Zina pertama sekali terjadi di atas kereta (sepeda motor). Anda bisa lihat sendiri, mereka berpelukan sudah lebih dari suami istri,” kata Shabela Abubakar kepada portalsatu.com, Sabtu, 1 April 2017.
Shabela mengatakan, saat ia resmi menjabat Bupati Aceh Tengah nantinya, tatacara berboncengan di atas sepeda motor bagi pasangan bukan mahram akan diqanunkan. Rencana melahirkan qanun itu dinilai penting sebagai wujud keseriusan penegakan syariat Islam di Aceh Tengah.

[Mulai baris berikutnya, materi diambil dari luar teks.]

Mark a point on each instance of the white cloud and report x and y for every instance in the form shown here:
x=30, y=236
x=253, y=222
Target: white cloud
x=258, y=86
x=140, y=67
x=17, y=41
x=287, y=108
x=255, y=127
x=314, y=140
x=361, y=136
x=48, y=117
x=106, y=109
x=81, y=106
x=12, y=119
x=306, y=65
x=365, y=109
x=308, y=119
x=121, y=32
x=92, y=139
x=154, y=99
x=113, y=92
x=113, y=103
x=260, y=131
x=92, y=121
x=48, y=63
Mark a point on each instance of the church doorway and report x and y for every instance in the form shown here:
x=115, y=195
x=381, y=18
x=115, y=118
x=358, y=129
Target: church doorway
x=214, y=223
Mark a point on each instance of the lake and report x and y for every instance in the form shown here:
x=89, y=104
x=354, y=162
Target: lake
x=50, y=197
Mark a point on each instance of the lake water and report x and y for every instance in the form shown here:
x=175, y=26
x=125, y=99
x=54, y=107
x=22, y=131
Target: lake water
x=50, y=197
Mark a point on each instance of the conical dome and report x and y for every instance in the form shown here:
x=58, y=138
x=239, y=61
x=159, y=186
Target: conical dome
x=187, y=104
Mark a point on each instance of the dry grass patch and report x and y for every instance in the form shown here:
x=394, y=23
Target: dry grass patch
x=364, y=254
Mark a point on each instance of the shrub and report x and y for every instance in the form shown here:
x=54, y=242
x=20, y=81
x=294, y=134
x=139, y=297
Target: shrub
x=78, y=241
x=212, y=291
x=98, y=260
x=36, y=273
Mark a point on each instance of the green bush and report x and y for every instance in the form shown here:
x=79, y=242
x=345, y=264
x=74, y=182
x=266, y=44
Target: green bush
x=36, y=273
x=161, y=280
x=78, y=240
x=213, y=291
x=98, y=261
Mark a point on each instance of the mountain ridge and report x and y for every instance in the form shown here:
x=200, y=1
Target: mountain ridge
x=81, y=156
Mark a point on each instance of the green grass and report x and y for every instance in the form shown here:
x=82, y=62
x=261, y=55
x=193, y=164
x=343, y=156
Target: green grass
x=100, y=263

Menurut Shabela, setelah diterbitkan qanun tentang tatacara berboncengan di atas sepeda motor bagi non-mahram nantinya, akan dilakukan pengawasan berupa razia secara berkesinambungan. Bagi pelanggar akan dikenakan sanksi tegas.
“Selama ini yang diatur dalam qanun, (dilarang) bagi non-mahram yang berdua-duaan di tempat sunyi. Kalau di atas kereta (sepeda motor) dan di ruang terbuka tidak bisa ditindak, karena tidak ada di qanun, ini pun perlu kajian ulang,” kata Shabela.